Highlights & Insights

  1. In-depth Problem Analysis: The paper precisely quantifies two root causes of CLIP pseudo-label noise (lack of context + absence of background concept) instead of broadly attributing it to "domain shift".
  2. Online Complementary Mechanism: The detector and VLM act complementarily—CLIP classifies accurately but cannot recognize noise, whereas the detector recognizes noise but has weaker classification capabilities. Weighted fusion yields significant benefits.
  3. Positive Feedback Loop: Detector strengthens \(\rightarrow\) cleaner pseudo-labels \(\rightarrow\) detector strengthens further.

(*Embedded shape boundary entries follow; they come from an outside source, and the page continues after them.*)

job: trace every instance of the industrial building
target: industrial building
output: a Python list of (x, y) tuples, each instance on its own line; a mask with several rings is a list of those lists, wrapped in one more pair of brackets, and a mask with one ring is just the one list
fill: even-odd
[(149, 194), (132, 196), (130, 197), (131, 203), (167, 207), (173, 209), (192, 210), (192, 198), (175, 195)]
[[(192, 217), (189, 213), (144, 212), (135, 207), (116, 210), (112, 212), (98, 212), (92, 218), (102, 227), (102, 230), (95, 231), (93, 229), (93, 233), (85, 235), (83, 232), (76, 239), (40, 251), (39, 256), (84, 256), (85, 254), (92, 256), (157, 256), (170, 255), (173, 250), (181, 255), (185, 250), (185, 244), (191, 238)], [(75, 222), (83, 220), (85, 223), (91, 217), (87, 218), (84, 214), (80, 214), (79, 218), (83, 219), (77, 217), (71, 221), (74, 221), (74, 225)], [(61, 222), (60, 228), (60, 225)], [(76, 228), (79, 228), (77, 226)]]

This loop is completed online without requiring offline iterations.
  4. Stratified Label Assignment: Uncovers and resolves the overlooked base-novel conflict issue, restoring base AP to the supervised baseline level single-handedly.
  5. No Extra Data Required: Does not rely on image-text pairs, image-level classification data, or extra pre-training, exploiting only the latent novel objects already present in the training set.

Limitations & Future Work

  1. It relies on a pre-trained class-agnostic proposal generator; if the proposals fail to cover certain areas, novel objects cannot be detected.
  2. The burn-in phase still requires high-threshold CLIP pseudo-labels, demonstrating a baseline dependency on the initial quality of CLIP.
  3. Evaluation is restricted to two-stage detectors (e.g., Mask R-CNN, CenterNet2), leaving extension to end-to-end detectors like DETR unverified.
  4. The experiments only employ ViT-B/32 CLIP; more powerful VLMs (e.g., ViT-L) might alter the complementary relationship between the detector and the VLM.
  5. Novel categories must be specified before training, making it inapplicable to open-world scenarios where novel classes are completely unknown beforehand.
  • VL-PLM: The direct baseline of this work, which generates pseudo-labels offline using only CLIP, suffering from heavy noise.
  • Detic: Leverages ImageNet-21K image-level labels to expand the detector vocabulary, but requires extensive extra classification data.
  • BARON: Performs knowledge distillation from CLIP; although the approach differs, it shares the same focus on transferring knowledge from VLMs to detectors.
  • Semi-supervised Detection: Concepts of weak-strong augmentations and teacher-student paradigms remain effective in OVD pseudo-label learning.
  • Insight: The background-awareness skill of the detector itself is a valuable yet overlooked signal, which could be extended to other dense prediction tasks leveraging VLMs (e.g., open-vocabulary segmentation).

Rating

  • Novelty: ⭐⭐⭐⭐ — The idea of using the detector as a complement to denoise VLM predictions is novel and intuitive.
  • Experimental Thoroughness: ⭐⭐⭐⭐⭐ — Comprehensive ablation and deep analysis across both COCO and LVIS datasets.
  • Writing Quality: ⭐⭐⭐⭐ — Clear problem analysis, intuitive illustrations, and coherent logic.
  • Value: ⭐⭐⭐⭐ — An important improvement in the direction of pseudo-label-based OVD; the method is simple, effective, and reproducible.